Stafford turned the car off and waited for the next half hour, hoping his uncle would return, but soon the wail of an approaching ambulance forced him to start the car again and move out of the way. It was only a short drive from the hospital to his hotel, but he felt unable to face the people at the front desk who would greet him warmly and want his needs met. Instead, he drove in the opposite direction until he got to Days Road, which took him north to Bath Road and then to the Collins Bay Penitentiary, to the prison the locals called Disneyland, and there he pulled over and stopped. He was too tired to contemplate what foolishness had brought him this close to the past again and surprisingly incapable of resisting. He wished, though, that he had brought Agnes with him, because she would not tolerate any of this. She would dismiss the strange comments of an old man with a flip of her hand and the sound of his uncle’s voice would fade and disappear.

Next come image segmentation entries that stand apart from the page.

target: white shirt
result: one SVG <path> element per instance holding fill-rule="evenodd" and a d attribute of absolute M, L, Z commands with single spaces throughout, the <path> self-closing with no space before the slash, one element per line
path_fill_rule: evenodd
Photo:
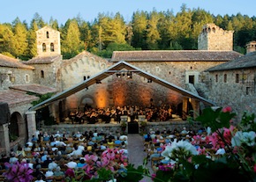
<path fill-rule="evenodd" d="M 76 150 L 73 150 L 73 151 L 72 151 L 72 153 L 70 153 L 69 155 L 70 155 L 70 156 L 73 156 L 73 155 L 75 155 L 75 156 L 80 156 L 80 155 L 82 155 L 82 151 L 83 151 L 83 150 L 78 149 L 76 149 Z"/>
<path fill-rule="evenodd" d="M 126 135 L 121 135 L 120 137 L 119 137 L 119 139 L 121 140 L 121 141 L 123 141 L 123 140 L 127 140 L 127 136 Z"/>
<path fill-rule="evenodd" d="M 53 171 L 46 171 L 45 172 L 45 177 L 47 178 L 47 177 L 52 177 L 53 176 Z"/>
<path fill-rule="evenodd" d="M 78 164 L 76 162 L 71 161 L 67 163 L 66 165 L 68 166 L 68 168 L 76 168 Z"/>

“Stafford! Just tell me what happened. Where’s Bobby gone, Stafford? What have you done!”
“We had a fight, Uncle Christy. We had an argument.”
“You’re drunk, Stafford.”
“We had a fight.”
“Stafford!”
“He’s gone back.”
“Gone back? What do you mean gone back? Answer me, Stafford!”
“He’s walking across.”
“Jesus Christ.”
“He’s walking across the ice, Uncle Christy!”
“Oh, Jesus.”
“Bobby!”
“You can’t get out there from here, Stafford! It’s soft at the edge!”
“Let go of me!”
“Stafford, don’t! It’s too soft with the current. We have to go around. We have to go past the point.”
“Bobby!”
“Jesus! Somebody grab a stick. Get me that piece of wood there, the big one—throw it flat. No! Don’t come out here. Get back from the edge! All of you keep away! Stafford! Stafford! Oh no. Jesus, no. He’s under! He’s gone under!”
CHAPTER 14
Friendship
For without friends, no one would choose to live though he had all other goods, for what is the use of such prosperity without friends?
—Aristotle, Nicomachean Ethics
IN THE EARLY YEARS of their friendship, there were no divisions between Stafford Hopkins and Bobby Shepherd except for the broad field that separated one farmhouse from the other. In the middle of this field was an enormous rock pulled out of the ground by another farmer who decided it was too large to move and too troublesome to break into smaller pieces. This rock, left where it lay, would become the place that marked the distant edge of both boys’ worlds, neither of them permitted in their early years to travel past it.
“You can go to the stone, my darling,” Bobby’s mother would say.
“Stay near the big rock where we can see you,” Stafford’s mother would tell him.
It became, then, the place where the two little boys were first allowed to meet, alone and unsupervised, and the walk across the field to the rock would become one of Stafford’s earliest memories.
“Can I go now?” he would ask his mother, and when she said yes, he could go but she would be watching him, and if Bobby Shepherd wasn’t there, he was to come straight home, he would nod that he understood.